According to the estimates of the World Health Organization (WHO) as reflected in the Dublin declaration the global shortfall of healthcare professionals could reach up to 18 million within the next decade. Similar gaps are observed in the sphere of cybersecurity – according to a recent survey of IT decision makers by the Centre for Strategic and International Studies, “82% of employers state they have a shortage of cybersecurity skills and 71% say this causes direct and measurable damage to their organizations”.
Furthermore, consumer patterns are likely to be transformed in ways that involve a greater share of online services, more demand concentrated in online education and health care as well as delivery services. Financial services will likely gravitate even more to cashless transactions. Insurance services will also accord greater priority to monitoring and covering the risks of health hazards.

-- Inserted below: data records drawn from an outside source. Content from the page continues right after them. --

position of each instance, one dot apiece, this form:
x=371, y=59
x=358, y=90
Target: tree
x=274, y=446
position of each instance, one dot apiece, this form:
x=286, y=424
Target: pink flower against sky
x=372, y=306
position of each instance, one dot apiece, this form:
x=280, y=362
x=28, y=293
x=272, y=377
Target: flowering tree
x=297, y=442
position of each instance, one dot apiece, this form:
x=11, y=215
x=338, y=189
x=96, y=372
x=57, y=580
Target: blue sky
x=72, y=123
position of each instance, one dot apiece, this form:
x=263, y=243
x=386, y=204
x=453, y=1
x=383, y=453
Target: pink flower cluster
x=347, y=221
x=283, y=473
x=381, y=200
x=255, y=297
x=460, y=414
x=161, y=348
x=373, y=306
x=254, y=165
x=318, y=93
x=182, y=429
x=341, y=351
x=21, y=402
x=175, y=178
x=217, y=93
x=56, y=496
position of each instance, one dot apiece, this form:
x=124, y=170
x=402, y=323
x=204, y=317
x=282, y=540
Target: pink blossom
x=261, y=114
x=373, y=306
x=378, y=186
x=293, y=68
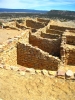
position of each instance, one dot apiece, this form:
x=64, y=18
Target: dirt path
x=13, y=86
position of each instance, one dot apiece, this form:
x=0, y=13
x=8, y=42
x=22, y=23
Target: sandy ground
x=13, y=86
x=5, y=34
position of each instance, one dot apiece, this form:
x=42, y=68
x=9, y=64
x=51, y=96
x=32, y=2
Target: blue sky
x=39, y=4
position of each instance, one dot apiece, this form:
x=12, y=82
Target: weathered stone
x=22, y=73
x=30, y=70
x=38, y=71
x=52, y=73
x=22, y=69
x=69, y=73
x=44, y=72
x=60, y=73
x=14, y=68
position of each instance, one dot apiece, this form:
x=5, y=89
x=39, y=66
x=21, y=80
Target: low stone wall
x=45, y=21
x=61, y=28
x=8, y=51
x=52, y=46
x=50, y=36
x=53, y=31
x=33, y=57
x=33, y=24
x=70, y=40
x=70, y=56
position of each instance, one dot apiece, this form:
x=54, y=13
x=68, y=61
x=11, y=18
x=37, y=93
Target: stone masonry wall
x=34, y=24
x=33, y=57
x=70, y=56
x=53, y=31
x=8, y=54
x=61, y=28
x=52, y=46
x=70, y=40
x=50, y=36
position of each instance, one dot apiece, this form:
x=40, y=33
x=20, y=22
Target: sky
x=39, y=4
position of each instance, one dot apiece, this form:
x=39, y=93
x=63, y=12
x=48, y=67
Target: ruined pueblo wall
x=32, y=57
x=70, y=40
x=53, y=31
x=70, y=56
x=52, y=46
x=61, y=28
x=50, y=36
x=33, y=24
x=8, y=54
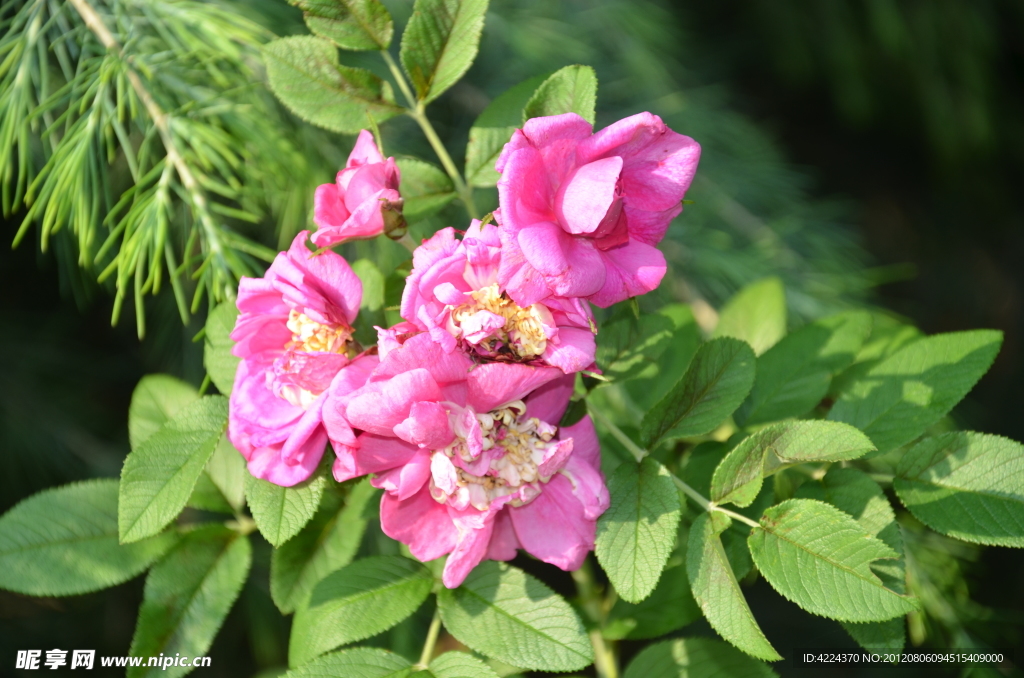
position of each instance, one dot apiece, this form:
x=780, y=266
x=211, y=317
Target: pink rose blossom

In terms of economic policy and its coordination across countries one of the changes in the system may be the creation of a pre-established rules-based anti-crisis mechanism that involves coordinated measures in the fiscal and monetary policy space. The absence of such a mechanism during the onset of the current crisis resulted in a weak aggregate response of the global economy to an unprecedented slowdown, with ad hoc and haphazard measures taken individually by countries without due coordination, most notably with respect to fiscal stimulus measures. Going forward it will be important for such an anti-crisis mechanism to be reinforced by coordination between national and regional institutions, including regional development banks and regional financing arrangements (RFAs), whose resources have already outstripped those of the global institutions such as the World Bank and the IMF.

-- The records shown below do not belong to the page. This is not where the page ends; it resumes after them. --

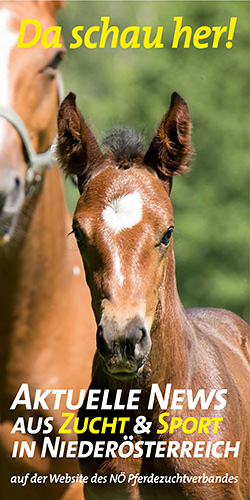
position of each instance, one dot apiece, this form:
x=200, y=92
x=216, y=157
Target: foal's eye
x=166, y=237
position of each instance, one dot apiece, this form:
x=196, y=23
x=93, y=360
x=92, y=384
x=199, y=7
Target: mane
x=124, y=143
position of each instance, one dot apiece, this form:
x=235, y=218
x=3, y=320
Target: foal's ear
x=77, y=149
x=170, y=150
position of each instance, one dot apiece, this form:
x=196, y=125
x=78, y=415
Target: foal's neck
x=32, y=271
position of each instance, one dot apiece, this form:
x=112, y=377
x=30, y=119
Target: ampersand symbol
x=142, y=425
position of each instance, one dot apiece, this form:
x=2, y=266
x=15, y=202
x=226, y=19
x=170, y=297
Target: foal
x=123, y=225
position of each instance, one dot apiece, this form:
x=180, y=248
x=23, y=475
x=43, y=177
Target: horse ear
x=170, y=150
x=77, y=149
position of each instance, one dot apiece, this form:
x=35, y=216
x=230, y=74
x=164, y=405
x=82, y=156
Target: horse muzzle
x=123, y=350
x=11, y=199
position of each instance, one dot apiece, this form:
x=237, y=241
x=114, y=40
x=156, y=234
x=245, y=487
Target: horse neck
x=173, y=336
x=31, y=271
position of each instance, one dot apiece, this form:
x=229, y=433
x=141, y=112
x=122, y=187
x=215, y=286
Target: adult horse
x=123, y=223
x=45, y=314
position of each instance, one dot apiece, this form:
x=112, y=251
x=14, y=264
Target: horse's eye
x=166, y=237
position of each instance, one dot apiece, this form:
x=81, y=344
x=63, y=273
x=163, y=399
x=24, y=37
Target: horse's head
x=123, y=225
x=29, y=87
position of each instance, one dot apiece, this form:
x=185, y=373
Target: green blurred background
x=133, y=86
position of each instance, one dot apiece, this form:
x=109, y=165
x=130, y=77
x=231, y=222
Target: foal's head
x=123, y=225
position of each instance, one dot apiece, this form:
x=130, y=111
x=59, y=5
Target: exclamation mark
x=231, y=31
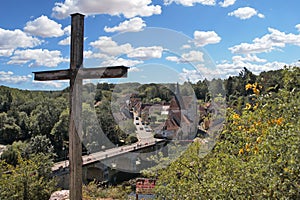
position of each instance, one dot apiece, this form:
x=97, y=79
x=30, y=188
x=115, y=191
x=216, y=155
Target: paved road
x=101, y=155
x=142, y=134
x=145, y=139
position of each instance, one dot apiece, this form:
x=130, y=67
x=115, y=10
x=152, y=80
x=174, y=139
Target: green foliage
x=92, y=191
x=29, y=180
x=257, y=155
x=40, y=145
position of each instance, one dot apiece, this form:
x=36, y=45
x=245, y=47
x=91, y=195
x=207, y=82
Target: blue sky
x=195, y=38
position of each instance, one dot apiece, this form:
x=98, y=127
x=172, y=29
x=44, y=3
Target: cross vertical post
x=76, y=73
x=75, y=127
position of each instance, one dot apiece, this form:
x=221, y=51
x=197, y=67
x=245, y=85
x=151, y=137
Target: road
x=145, y=139
x=142, y=134
x=108, y=153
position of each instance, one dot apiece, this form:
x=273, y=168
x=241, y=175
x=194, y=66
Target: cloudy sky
x=194, y=39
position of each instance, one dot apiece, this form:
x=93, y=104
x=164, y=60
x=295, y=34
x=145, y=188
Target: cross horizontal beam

Another important development is the transformation of macroeconomic policy to include non-orthodox measures to stimulate depressed demand. In particular the use of broad-based transfers to the population in the US represents an effort to raise the impact of fiscal outlays in boosting demand amid unprecedented crisis conditions that render the effectiveness of other types of spending relatively low. The significant fiscal and monetary loosening in the largest economies of the world will likely also have inflationary implications, populism is likely to be given a further boost, while structural reforms are likely to be on the back-burner. The current crisis is likely to modify countries’ approaches to the use of economic policy rules, with fiscal rules likely to be modified/relaxed to allow for the possibility of economic shocks and sudden stops as observed in the current crisis episode.
For Russia the global downturn will likely involve greater focus on short-term exigencies at the expense of longer-term goals. As was the case during the 2008-2009 crisis this may involve changes in the composition of fiscal spending away from prioritizing infrastructure development towards greater emphasis on social outlays. In line with global trends the financing of items such as healthcare is likely to be given a boost, particularly given that healthcare is a prominent part of Russia’s national projects. Any uplift in Russia’s markets and the economy will hinge upon the dynamics in the oil price – in this respect a speedy return back to price levels observed in the beginning of this year will be difficult to attain even despite the OPEC+ deal in view of the scale of excess supply amid weak demand and disruption in supply coordination.